Gramian Matrix

series 1: Gramian Matrix

Given a set V of m vectors, gram matrix G is simply the matrix of all possible inner products of V.

\[G_{ij} = V^T_i V_j\]

T denotes the transpose.

Gram matrix plays a key role in the task of style transfer in deep neural network.

A pre-trained model, usually vgg19 is introduced into the transfer process, the reason behind using pre-trained model is, we assume a model could perform versatile categories’ classification should be able to understand the content of image we give. While this assumption could be challenged as well.

And get back to gram, when compare pastiche image with the given image with a certain “style”, how should the “style” of image been represented im math?

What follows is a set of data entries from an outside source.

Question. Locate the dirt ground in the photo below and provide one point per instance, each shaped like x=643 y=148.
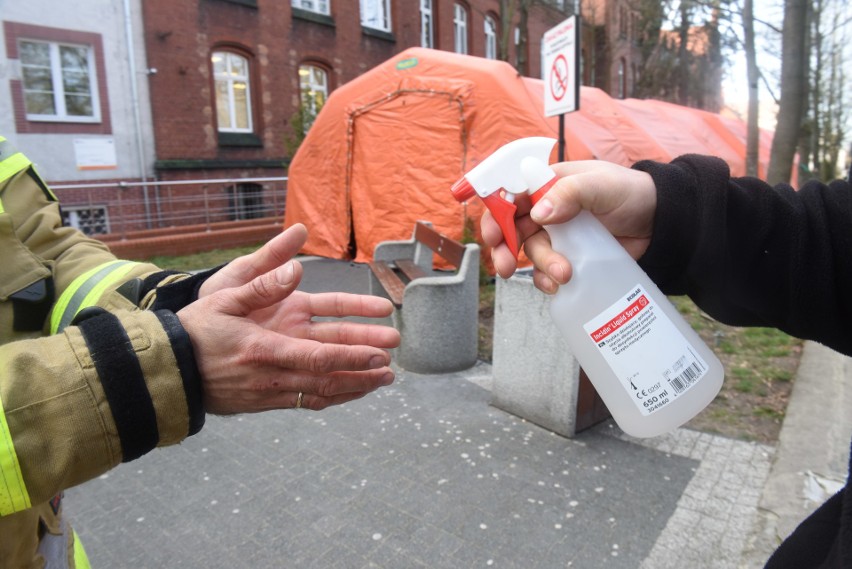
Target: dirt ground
x=760 y=366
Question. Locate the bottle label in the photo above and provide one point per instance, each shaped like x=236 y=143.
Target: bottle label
x=653 y=361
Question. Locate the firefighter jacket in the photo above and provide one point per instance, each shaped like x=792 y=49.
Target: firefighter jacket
x=95 y=368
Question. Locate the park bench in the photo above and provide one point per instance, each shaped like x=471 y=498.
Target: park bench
x=437 y=311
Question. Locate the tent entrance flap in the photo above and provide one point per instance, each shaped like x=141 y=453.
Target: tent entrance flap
x=396 y=178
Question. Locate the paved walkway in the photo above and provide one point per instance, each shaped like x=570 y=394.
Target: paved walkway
x=425 y=473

As we know, gram matrix is result from a matrix multiplying its transpose, aka every row is multiplied with every column in the matrix, we could treat this process as a way of finding correlations - bigger value multiply with bigger value gets bigger, and smaller gets smaller.

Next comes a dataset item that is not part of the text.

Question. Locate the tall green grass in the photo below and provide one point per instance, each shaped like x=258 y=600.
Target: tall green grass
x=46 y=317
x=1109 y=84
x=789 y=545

A value in gram matrix close to zero, which denotes the 2 features in given layer of style image do not activate simultaneously, vice versa. Hence with this feature, a gram matrix could reveal the activation pattern of the style image.

In the neural style transfer paper 2015, Gatys et al found better results were made through making a combination of taking both shallow and deep layers of the pre-trained network with vgg.